Sementara itu, di luar kampus, mahasiswa NTT juga sudah banyak melaksanakan kegiatan positif baik dalam bidang seni, olahraga, kerohanian, kesehatan, pendidikan juga pengabdian masyarakat.
Ketua IKMAPENA Bali Rivaldo Antonio Nicholas Vianey mengatakan, untuk di kepengurusan oraganisasinya, ada beberapa kegiatan yang sudah dilaksanakan seperti sosialisasi, turnamen futsal dan bola voly, pelayanan di gereja, memperkenalkan tarian budaya Nagekeo, dan donor darah.
“Kami juga melaksanakan kegiatan bernama IKMAPENA FUN DAY dengan target beberapa wilayah di area Bali yang sekiranya masih banyak anak minim memperoleh bangku pendidikan, kami datangi dan belajar bersama-sama dengan mereka,” kata Rivaldo.
Tarian adat caci manggarai | Foto: Ist
Turnamen futsal | Foto: Ist
Ketua HMPMB yang biasa di sapa Wawan juga mengatakan, di HMPMB mereka sudah melaksanakan beberapa kegiatan seperti diskusi bersama, turnamen futsal dan yang paling besar itu kegiatan festival budaya.
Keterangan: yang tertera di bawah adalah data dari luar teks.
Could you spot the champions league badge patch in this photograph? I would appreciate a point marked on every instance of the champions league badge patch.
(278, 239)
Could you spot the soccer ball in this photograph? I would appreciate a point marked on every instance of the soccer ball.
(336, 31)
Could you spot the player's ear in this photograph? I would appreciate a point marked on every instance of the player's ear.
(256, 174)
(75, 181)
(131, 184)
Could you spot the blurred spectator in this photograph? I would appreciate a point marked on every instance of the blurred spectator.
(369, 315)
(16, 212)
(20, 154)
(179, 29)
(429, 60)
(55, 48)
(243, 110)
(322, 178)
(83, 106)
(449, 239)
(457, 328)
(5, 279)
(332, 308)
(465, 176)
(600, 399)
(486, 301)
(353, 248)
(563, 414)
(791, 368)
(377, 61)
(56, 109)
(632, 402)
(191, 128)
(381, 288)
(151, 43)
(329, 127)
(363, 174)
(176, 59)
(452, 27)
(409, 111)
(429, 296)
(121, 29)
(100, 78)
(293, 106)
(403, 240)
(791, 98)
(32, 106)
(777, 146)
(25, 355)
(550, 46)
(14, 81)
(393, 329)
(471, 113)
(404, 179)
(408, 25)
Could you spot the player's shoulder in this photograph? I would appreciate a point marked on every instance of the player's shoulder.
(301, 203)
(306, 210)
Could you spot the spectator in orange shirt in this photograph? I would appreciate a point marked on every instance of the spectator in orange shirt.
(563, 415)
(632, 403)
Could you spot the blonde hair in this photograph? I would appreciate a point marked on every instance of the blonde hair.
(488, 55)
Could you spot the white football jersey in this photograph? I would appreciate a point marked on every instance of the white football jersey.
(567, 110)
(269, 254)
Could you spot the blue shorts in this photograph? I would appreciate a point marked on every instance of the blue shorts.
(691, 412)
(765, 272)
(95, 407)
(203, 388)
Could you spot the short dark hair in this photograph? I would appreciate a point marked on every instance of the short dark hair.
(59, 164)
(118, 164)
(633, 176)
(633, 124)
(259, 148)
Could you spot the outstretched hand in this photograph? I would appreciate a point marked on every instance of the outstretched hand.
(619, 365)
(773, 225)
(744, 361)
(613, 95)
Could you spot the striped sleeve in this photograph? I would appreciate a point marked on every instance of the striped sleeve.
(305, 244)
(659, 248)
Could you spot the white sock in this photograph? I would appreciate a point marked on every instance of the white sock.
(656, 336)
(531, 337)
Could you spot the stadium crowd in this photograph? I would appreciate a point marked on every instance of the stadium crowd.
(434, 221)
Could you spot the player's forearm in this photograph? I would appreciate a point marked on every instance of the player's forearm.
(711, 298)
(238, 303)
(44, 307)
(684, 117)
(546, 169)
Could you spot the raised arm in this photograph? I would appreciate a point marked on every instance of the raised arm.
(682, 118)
Mahasiswa NTT baru-baru ini juga melakukan aksi penggalangan dana peduli bencana meletusnya Gunung Lewotobi di Flores Timur. Hampir semua organisasi mahasiswa NTT bergabung membentuk aliansi dalam aksi ini.
“Baru-baru ini kami melaksanakan aksi penggalangan dana peduli bencana alam erupsi gunung Lewotobi di Flores Timur,” kata Rivaldo. [T]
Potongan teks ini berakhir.